If one uses the “traditional” waterfall approach, then the team can at least be assured that they will always be confident of what they are doing. But confidence, does not equate to competence.

Kanban/Lean, is truly the most effective manufacturing process precisely due to the fact that it addresses this particular challenge extremely well. In Kanban, the design is ONLY completed when the manufacturing OUTPUT has no flaws.

It is no wonder that MANY “process-engineers” confuse Lean with Agile!!!

But Kanban has a meta-design problem. It doesn’t address issues with regards to what exactly should be done when a “flaw” is detected. It is no wonder that MANY “process-engineers” confuse Lean with Agile!!! Lean is NOT Agile. Lean is obviously about “how to produce X adaptively” with the least amount of inventory and time. Agile is about “how to adapt while producing ‘God knows what will come out’”. Lean is definitive but adaptive in its applied mechanics. Agile is adaptive but decidedly non-definitive. Lean doesn’t need Agile to work. Agile needs Lean to work.

Kanban has a meta-design problem.

The Kanban meta-design problem can be EASILY resolved via the concept of Self-Tolerance.

Self-tolerance is about prioritizing what the DESIGN should not do as opposed to what it should do during a design project. It is the page “404 page not found” design FIRST approach.

The Designer of This Website Made Sure that the user still gets a “good experience” from a 404 server response

Lean Self-Tolerant DESIGN

Naturally, not every “design fault” on the planet can be incorporated into one product.

But that is NOT what “self-tolerant” design is about. Self-tolerance is about what happens if “Function B” doesn’t work. It is the Lean/Kanban relative of “listing” only what is necessary to achieve a particular OUTPUT.

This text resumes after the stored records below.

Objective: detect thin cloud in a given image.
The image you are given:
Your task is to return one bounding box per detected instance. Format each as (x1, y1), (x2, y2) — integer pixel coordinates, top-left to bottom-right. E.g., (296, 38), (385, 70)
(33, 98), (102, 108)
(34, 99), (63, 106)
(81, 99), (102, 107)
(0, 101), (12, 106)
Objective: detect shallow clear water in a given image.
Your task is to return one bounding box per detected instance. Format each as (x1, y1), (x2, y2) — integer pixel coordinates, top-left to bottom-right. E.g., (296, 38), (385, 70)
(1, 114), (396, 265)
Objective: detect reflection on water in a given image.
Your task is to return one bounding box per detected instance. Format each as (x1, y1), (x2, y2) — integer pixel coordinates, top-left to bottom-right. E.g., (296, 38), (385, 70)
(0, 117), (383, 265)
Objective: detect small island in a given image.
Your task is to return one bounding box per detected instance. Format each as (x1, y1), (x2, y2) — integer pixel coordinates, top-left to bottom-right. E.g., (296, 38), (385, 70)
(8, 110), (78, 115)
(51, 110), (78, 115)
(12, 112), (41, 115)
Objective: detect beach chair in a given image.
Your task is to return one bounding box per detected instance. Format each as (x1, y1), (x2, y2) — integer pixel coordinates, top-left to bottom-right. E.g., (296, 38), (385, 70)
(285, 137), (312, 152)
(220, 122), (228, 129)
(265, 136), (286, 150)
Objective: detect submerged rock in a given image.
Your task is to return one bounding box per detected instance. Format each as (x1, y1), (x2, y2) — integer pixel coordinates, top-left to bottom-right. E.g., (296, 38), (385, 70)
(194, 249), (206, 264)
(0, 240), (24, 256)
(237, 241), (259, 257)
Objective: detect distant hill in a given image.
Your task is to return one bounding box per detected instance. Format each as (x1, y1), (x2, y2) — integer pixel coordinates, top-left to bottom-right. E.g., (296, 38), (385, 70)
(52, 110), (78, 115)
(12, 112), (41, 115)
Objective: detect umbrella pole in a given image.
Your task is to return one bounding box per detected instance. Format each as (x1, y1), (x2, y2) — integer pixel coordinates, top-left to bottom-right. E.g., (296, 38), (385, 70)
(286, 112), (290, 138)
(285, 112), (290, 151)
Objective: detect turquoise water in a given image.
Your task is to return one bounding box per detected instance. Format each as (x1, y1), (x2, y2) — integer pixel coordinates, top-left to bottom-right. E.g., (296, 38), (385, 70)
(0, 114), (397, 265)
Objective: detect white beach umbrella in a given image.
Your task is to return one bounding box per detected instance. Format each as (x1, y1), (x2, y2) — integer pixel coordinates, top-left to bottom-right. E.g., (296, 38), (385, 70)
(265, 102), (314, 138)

Instead of “building” then “testing”, a design will need to be in “testing”-while-“working”. The “Self-tolerant” design program then, should design not merely for “test-cases” but should deliberately make system/product “parts” that deal with system/product faults.

These faults would then need to report to the system first, the operations/sales/production team second, and the engineer last. The customer may never be allowed to experience or see them!

The problem : the product/system engineer MUST be the one to incorporate these (above) ‘tolerance’ (technical+business) parts into the product itself. But engineers are not used to thinking like this! We usually want to “make” things “that work!”, and to prove that they DO indeed work; “testing” gives us a fairly straightforward way to “prove” things, and run-away after that! But this is NOT the way to do it if the engineer cares about the end-user. The user cares “very little” about whether “testing” was done before a website launch. The site must simply work. UNDER every single instance! It is in the engineer’s best interest then, to NOT even consider “testing” as something critical when engineering a product. Accidentally, the user still cares little regarding whether the engineering team is using “Agile” to iteratively test the product. The product, must SIMPLY… never fail!

Some Implications, and Clarifications

The more “specific” the design goal, the easier it is for the engineer to think in terms of “self-tolerant” design than “testing”-based design.

This simply means that if the engineer is not willing to LET his design be proven INCORRECT or wrong, he is NOT doing a good job. But for the engineer to be willing to be proven wrong, he must also be willing to set the clearest terms for the falsification of his design. The clearer his terms, the easier it is to build a self-tolerant system.

Final Remarks

Just as the “scientific” (demarcation) method led the engineering world to conclude that “building” then “testing” will yield to us good engineering products; we should allow the “falsification” (demarcation) method to guide engineering even further.

We can never truly prove “goodness”!

But we can easily prove when something doesn’t work! But even that, shouldn’t let us engineer things that have the smallest chance of not working.